Earlier this week, Richard Patrick announced online that he was bringing his band Filter back into the fold, with a new release in 2008. Now the band founder has told MTV News that he has 25 new tracks to choose from for Anthems For The Damned, which could be out as soon as late March.
Patrick told MTV he has been working on new songs on and off over the past four years. “I’m not straying from that classic Filter sound,” Patrick told MTV. “But, because I’m a little older and a little wiser, [the sound has] definitely evolved.
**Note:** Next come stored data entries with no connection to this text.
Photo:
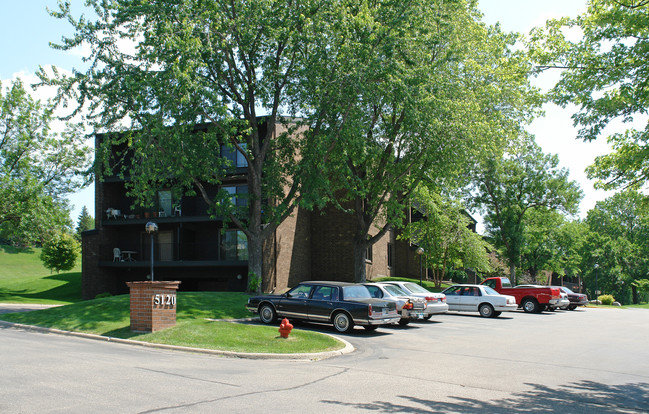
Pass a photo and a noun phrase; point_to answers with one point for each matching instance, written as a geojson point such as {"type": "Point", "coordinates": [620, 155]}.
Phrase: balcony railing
{"type": "Point", "coordinates": [173, 252]}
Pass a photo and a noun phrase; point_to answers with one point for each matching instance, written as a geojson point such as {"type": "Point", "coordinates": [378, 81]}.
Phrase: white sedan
{"type": "Point", "coordinates": [478, 298]}
{"type": "Point", "coordinates": [435, 302]}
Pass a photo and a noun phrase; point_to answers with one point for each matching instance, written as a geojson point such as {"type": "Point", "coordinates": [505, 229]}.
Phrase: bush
{"type": "Point", "coordinates": [606, 299]}
{"type": "Point", "coordinates": [60, 252]}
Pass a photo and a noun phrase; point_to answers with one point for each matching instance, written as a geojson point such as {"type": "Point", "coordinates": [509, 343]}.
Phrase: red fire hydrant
{"type": "Point", "coordinates": [285, 328]}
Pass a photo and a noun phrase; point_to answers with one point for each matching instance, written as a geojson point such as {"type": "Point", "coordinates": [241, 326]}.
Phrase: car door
{"type": "Point", "coordinates": [295, 303]}
{"type": "Point", "coordinates": [453, 298]}
{"type": "Point", "coordinates": [323, 301]}
{"type": "Point", "coordinates": [470, 298]}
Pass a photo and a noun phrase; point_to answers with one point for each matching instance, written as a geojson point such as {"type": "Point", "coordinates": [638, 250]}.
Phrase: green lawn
{"type": "Point", "coordinates": [110, 317]}
{"type": "Point", "coordinates": [23, 279]}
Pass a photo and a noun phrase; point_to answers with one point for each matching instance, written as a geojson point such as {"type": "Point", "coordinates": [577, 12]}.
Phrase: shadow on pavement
{"type": "Point", "coordinates": [578, 397]}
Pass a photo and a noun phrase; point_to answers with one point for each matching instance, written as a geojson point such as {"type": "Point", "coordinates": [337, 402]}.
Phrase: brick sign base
{"type": "Point", "coordinates": [153, 305]}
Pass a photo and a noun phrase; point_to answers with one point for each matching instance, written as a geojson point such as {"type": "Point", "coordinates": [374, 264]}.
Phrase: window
{"type": "Point", "coordinates": [234, 245]}
{"type": "Point", "coordinates": [239, 194]}
{"type": "Point", "coordinates": [164, 202]}
{"type": "Point", "coordinates": [236, 158]}
{"type": "Point", "coordinates": [300, 291]}
{"type": "Point", "coordinates": [375, 291]}
{"type": "Point", "coordinates": [324, 293]}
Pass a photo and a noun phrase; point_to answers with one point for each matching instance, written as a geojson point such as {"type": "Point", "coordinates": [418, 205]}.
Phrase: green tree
{"type": "Point", "coordinates": [509, 187]}
{"type": "Point", "coordinates": [604, 74]}
{"type": "Point", "coordinates": [620, 227]}
{"type": "Point", "coordinates": [60, 252]}
{"type": "Point", "coordinates": [218, 64]}
{"type": "Point", "coordinates": [84, 222]}
{"type": "Point", "coordinates": [416, 104]}
{"type": "Point", "coordinates": [38, 167]}
{"type": "Point", "coordinates": [443, 232]}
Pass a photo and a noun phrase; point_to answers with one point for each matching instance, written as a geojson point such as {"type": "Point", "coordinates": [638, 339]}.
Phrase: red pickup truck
{"type": "Point", "coordinates": [531, 299]}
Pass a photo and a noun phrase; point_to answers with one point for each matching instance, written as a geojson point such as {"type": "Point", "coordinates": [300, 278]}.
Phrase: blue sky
{"type": "Point", "coordinates": [26, 30]}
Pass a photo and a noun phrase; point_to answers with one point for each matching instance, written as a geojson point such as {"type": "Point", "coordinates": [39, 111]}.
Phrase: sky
{"type": "Point", "coordinates": [26, 30]}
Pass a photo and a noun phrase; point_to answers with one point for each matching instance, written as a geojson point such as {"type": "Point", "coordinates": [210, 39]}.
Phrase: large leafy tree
{"type": "Point", "coordinates": [160, 68]}
{"type": "Point", "coordinates": [444, 234]}
{"type": "Point", "coordinates": [509, 187]}
{"type": "Point", "coordinates": [604, 74]}
{"type": "Point", "coordinates": [426, 90]}
{"type": "Point", "coordinates": [38, 167]}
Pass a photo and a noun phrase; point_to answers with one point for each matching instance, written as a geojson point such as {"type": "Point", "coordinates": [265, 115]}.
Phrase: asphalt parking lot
{"type": "Point", "coordinates": [593, 360]}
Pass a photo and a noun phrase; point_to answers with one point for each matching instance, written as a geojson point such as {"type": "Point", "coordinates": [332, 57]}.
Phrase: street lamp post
{"type": "Point", "coordinates": [151, 228]}
{"type": "Point", "coordinates": [420, 252]}
{"type": "Point", "coordinates": [596, 274]}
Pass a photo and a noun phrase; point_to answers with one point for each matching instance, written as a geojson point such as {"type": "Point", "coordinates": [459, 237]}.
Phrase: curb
{"type": "Point", "coordinates": [230, 354]}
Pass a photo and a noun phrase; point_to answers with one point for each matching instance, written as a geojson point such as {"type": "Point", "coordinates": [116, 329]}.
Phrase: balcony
{"type": "Point", "coordinates": [174, 255]}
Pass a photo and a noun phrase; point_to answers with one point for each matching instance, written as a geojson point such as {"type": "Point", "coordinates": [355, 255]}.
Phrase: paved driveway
{"type": "Point", "coordinates": [586, 361]}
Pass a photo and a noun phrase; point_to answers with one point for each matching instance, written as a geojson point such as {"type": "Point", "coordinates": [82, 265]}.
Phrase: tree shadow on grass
{"type": "Point", "coordinates": [69, 291]}
{"type": "Point", "coordinates": [15, 250]}
{"type": "Point", "coordinates": [578, 397]}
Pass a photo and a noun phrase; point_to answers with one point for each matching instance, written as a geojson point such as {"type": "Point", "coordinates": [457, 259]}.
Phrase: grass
{"type": "Point", "coordinates": [425, 283]}
{"type": "Point", "coordinates": [23, 279]}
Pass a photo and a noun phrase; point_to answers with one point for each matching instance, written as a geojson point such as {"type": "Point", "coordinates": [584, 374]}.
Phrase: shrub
{"type": "Point", "coordinates": [606, 299]}
{"type": "Point", "coordinates": [60, 252]}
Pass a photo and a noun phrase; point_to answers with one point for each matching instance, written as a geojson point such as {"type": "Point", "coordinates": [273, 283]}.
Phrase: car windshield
{"type": "Point", "coordinates": [490, 291]}
{"type": "Point", "coordinates": [395, 290]}
{"type": "Point", "coordinates": [356, 292]}
{"type": "Point", "coordinates": [415, 288]}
The first two or three songs are just straight-up industrial powerhouses, and then it goes into the huge-sounding stuff that people are kind of familiar with.”
Patrick spent last year in the supergroup Army Of Anyone, alongside ex-Stone Temple Pilots members Dean and Robert DeLeo. That band is on hiatus, though Patrick said he’d love to “do more records with them in the future.” While touring with Army Of Anyone and performing Filter tunes, Patrick realized he had to go back to his old material.
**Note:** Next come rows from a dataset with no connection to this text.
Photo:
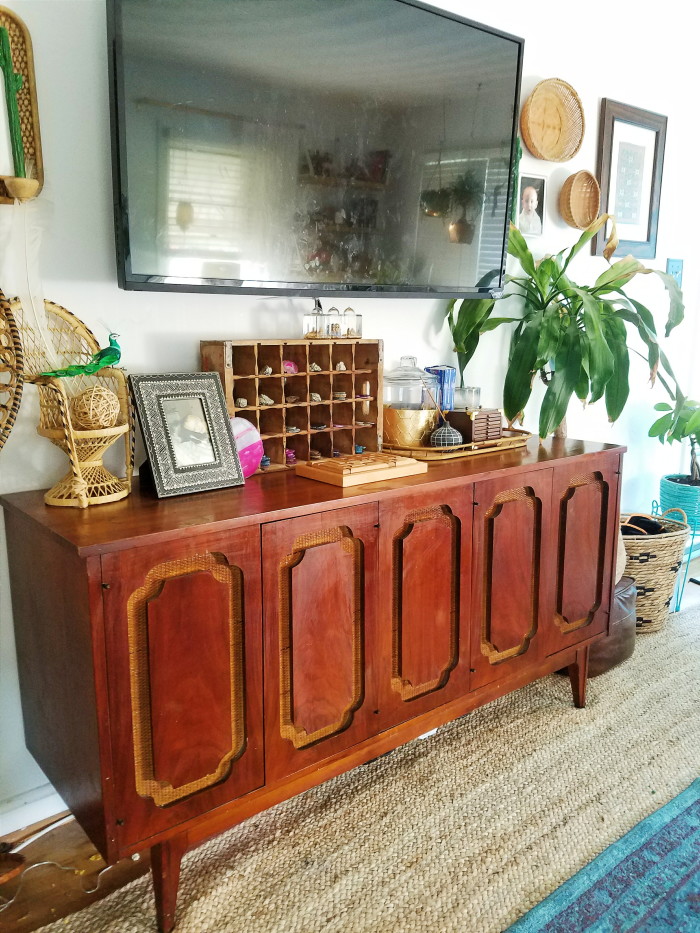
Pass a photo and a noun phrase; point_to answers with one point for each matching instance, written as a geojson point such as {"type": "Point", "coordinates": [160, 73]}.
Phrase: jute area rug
{"type": "Point", "coordinates": [459, 833]}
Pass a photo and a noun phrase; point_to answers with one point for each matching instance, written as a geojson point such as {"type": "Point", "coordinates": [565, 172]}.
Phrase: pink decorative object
{"type": "Point", "coordinates": [249, 445]}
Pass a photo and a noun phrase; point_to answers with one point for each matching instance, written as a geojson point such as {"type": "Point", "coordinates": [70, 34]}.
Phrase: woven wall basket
{"type": "Point", "coordinates": [654, 561]}
{"type": "Point", "coordinates": [579, 200]}
{"type": "Point", "coordinates": [552, 122]}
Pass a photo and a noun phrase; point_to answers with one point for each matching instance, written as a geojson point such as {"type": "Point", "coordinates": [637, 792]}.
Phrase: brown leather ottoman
{"type": "Point", "coordinates": [619, 645]}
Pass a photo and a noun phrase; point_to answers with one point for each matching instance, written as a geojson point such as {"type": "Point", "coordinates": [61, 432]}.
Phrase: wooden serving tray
{"type": "Point", "coordinates": [360, 468]}
{"type": "Point", "coordinates": [512, 437]}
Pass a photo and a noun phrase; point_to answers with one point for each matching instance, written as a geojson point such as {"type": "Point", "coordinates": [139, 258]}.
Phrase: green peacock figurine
{"type": "Point", "coordinates": [108, 356]}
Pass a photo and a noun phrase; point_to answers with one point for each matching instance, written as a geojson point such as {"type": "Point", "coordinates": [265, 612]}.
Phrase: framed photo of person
{"type": "Point", "coordinates": [187, 432]}
{"type": "Point", "coordinates": [631, 145]}
{"type": "Point", "coordinates": [531, 205]}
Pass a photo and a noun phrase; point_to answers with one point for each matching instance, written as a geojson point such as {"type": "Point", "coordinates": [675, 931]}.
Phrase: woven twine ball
{"type": "Point", "coordinates": [445, 436]}
{"type": "Point", "coordinates": [95, 408]}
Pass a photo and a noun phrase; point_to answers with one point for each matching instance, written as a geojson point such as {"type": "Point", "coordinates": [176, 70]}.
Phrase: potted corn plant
{"type": "Point", "coordinates": [574, 337]}
{"type": "Point", "coordinates": [678, 422]}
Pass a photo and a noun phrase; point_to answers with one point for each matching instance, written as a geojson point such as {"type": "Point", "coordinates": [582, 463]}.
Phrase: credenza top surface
{"type": "Point", "coordinates": [142, 518]}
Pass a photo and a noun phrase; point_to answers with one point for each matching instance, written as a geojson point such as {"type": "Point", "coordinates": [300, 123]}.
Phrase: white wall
{"type": "Point", "coordinates": [641, 59]}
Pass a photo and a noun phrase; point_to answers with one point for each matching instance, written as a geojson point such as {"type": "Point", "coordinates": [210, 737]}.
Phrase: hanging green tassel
{"type": "Point", "coordinates": [13, 83]}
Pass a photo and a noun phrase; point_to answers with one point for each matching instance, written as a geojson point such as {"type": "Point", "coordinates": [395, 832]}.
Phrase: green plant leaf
{"type": "Point", "coordinates": [550, 336]}
{"type": "Point", "coordinates": [617, 388]}
{"type": "Point", "coordinates": [493, 322]}
{"type": "Point", "coordinates": [521, 368]}
{"type": "Point", "coordinates": [567, 369]}
{"type": "Point", "coordinates": [661, 426]}
{"type": "Point", "coordinates": [600, 358]}
{"type": "Point", "coordinates": [618, 274]}
{"type": "Point", "coordinates": [676, 310]}
{"type": "Point", "coordinates": [585, 237]}
{"type": "Point", "coordinates": [518, 247]}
“This is not a comeback,” he said. “Filter’s my legacy. It’s just like Al Jourgensen with Ministry. This is something I took very seriously, something I quit Nine Inch Nails to do, and it has allowed me so much freedom as an artist. I would never turn my back on the thing that has always been the #1 thing in my life. And the core fans that I have, they’re expecting a great record. I knew I’d have to return with the goods, and I’m absolutely convinced that that’s what I have with this record.”
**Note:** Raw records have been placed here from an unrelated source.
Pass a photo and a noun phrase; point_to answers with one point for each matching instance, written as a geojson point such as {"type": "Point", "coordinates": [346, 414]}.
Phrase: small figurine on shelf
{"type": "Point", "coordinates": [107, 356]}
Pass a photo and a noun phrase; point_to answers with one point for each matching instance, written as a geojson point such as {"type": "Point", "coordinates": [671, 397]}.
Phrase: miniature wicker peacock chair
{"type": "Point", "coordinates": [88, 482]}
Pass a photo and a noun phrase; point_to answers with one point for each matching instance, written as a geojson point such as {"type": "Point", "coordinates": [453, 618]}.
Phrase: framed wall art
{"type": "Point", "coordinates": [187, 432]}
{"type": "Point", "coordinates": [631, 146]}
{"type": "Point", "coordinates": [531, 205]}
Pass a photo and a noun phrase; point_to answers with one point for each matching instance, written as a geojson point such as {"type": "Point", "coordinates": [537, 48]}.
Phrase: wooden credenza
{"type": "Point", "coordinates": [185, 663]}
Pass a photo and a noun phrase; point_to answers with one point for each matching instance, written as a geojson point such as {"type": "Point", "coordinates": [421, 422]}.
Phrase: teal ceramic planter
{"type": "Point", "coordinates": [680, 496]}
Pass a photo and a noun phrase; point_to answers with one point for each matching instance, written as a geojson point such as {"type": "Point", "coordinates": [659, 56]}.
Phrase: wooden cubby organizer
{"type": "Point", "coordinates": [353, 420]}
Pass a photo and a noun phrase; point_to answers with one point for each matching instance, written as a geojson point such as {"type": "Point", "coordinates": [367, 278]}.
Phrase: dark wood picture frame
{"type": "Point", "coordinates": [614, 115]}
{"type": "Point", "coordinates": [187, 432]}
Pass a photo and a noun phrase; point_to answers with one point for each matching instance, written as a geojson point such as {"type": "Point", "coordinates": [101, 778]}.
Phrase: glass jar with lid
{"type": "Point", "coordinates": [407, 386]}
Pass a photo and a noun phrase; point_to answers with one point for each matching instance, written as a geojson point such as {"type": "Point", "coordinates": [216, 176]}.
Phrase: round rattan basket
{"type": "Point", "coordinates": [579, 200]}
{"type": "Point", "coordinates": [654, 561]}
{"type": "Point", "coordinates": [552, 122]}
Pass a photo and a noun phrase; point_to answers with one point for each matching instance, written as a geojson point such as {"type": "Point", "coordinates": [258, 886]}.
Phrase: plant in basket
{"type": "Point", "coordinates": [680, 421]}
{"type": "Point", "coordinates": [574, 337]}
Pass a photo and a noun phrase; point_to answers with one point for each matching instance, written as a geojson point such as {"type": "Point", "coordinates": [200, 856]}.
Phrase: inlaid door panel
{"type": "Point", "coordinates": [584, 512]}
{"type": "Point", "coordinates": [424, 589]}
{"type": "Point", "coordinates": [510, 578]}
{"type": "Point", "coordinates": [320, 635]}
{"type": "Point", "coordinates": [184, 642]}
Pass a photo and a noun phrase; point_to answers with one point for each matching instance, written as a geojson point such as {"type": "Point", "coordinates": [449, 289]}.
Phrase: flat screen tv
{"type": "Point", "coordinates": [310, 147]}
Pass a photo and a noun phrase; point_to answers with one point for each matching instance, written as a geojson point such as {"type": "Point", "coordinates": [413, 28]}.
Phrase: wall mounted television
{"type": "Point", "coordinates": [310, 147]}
Patrick worked with uber-drummer Josh Freese, ex-Marilyn Manson guitarist John 5 and Wes Borland of Limp Bizkit and Black Light Burns fame on the new Filter songs. As for the lyrical content of Anthems For The Damned, Patrick got political on the new songs. “I’m having a look around, as a person, and I look at us humans and I just think, ‘What are we going to tell people? How are we going to explain ourselves in 100 years when the planet’s f—ed up and you can’t repair it?’,” Patrick told MTV. “Every song is just so anthemic; it just has this hugeness to it, that I was just like, ‘These are anthems for the damned.’ With this record, I’m just throwing my hands up in the air, going, ‘I guess we’re just going to f— this sh– up, and ruin the planet.’ It’s a little less optimistic and more inspired by frustration and anger toward what we’re doing. It comes from a way darker place, and it’s heavy — the first three songs are really heavy, and I’m proud of that. I miss that in music. I don’t want to pigeonhole myself, but it’s almost like a heavy U2 record.”